Richard. — Ils disent que je prie Dieu comme un chanoine, que je ne sais ni conserver l’autorité sur les peuples, ni exercer la justice, ni faire la guerre.

Le prince. — Ô mon enfant ! tout cela est-il vrai ? Il aurait mieux valu pour toi passer ta vie moine à Westminster, que d’être sur le trône avec tant de mépris.

Richard. — J’ai eu de bonnes intentions, j’ai donné de bons exemples ; j’ai eu même quelquefois assez de vigueur.

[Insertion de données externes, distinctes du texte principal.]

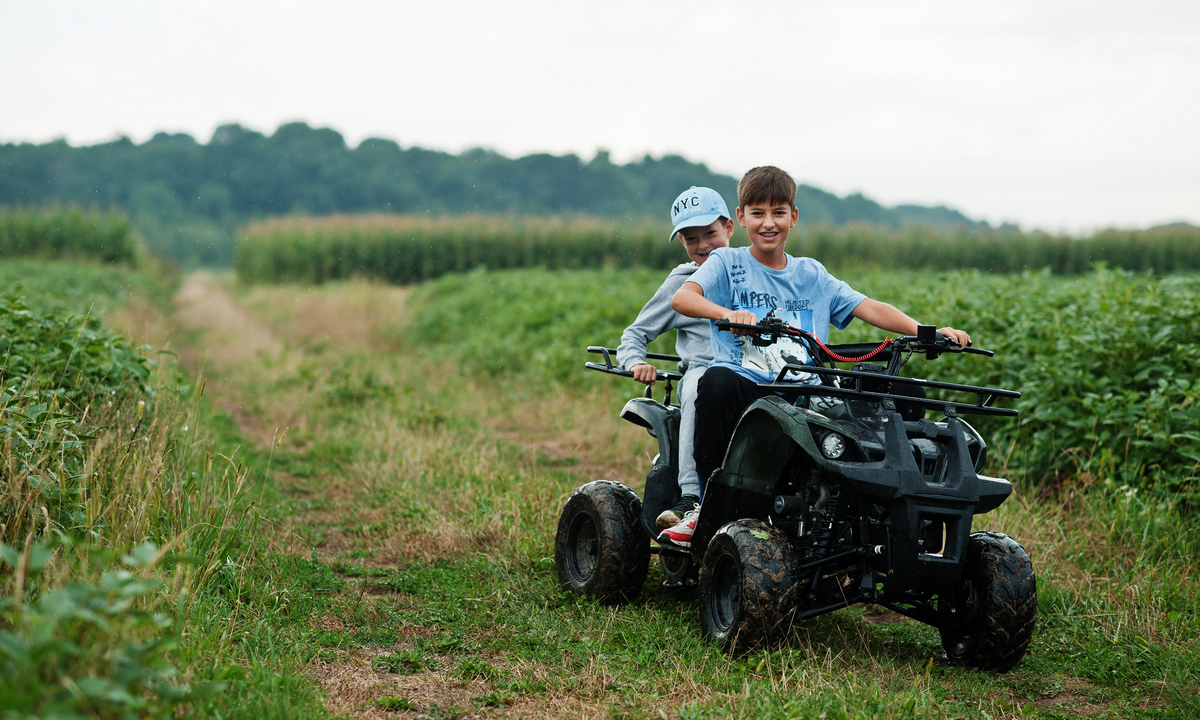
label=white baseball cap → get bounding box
[667,185,733,242]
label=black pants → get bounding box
[692,367,773,487]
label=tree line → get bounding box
[0,122,980,265]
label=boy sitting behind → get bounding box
[617,186,733,528]
[659,166,971,547]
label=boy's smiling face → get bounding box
[679,218,733,265]
[738,203,800,260]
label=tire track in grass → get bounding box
[174,272,606,718]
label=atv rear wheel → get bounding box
[554,480,650,604]
[941,533,1038,672]
[700,520,798,653]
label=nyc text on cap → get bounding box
[667,185,733,242]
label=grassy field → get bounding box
[4,261,1200,719]
[166,271,1200,718]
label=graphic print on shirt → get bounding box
[738,301,818,383]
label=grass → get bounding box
[152,271,1200,718]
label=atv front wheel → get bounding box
[700,520,798,653]
[941,533,1038,672]
[554,480,650,604]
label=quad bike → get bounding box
[554,316,1037,672]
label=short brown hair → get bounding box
[738,166,796,208]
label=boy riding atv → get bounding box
[659,166,971,547]
[554,168,1037,671]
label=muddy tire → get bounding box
[941,533,1038,672]
[700,520,798,653]
[554,480,650,605]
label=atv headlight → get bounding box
[821,432,846,460]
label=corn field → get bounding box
[0,208,143,265]
[235,215,1200,284]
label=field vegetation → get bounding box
[0,122,977,266]
[235,215,1200,284]
[162,269,1200,718]
[0,254,1200,719]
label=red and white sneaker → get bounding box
[659,505,700,547]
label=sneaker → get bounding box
[654,496,700,530]
[659,505,700,547]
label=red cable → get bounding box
[800,330,892,362]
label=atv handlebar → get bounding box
[715,314,995,362]
[583,346,683,404]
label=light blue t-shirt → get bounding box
[688,247,866,383]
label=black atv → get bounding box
[554,317,1037,672]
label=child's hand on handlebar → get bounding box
[938,326,971,347]
[630,362,659,385]
[721,310,758,335]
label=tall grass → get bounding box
[0,208,145,265]
[235,215,1200,284]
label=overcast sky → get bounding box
[0,0,1200,230]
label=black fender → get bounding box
[691,396,839,560]
[620,397,679,468]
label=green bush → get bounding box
[788,224,1200,275]
[0,208,144,265]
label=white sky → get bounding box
[0,0,1200,230]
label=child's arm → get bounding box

Par exemple, je fis enlever et exécuter le duc de Glocester mon oncle, qui ralliait tous les mécontents contre moi, et qui m’aurait détrôné si je ne l’eusse prévenu.

Le prince. — Ce coup était hardi et peut-être nécessaire ; car je connaissais bien mon frère, qui était dissimulé, artificieux, entreprenant, ennemi de l’autorité légitime, propre à rallier une cabale dangereuse. Mais, mon fils, ne lui avais-tu donné aucune prise sur toi ? D’ailleurs, ce coup était-il assez mesuré ? l’as-tu bien soutenu ?

Richard. — Le duc de Glocester m’accusait d’être trop uni avec les Français, anciens ennemis de notre nation : mon mariage avec la fille de Charles VI, roi de France, servit au duc à éloigner de moi les cœurs des Anglais.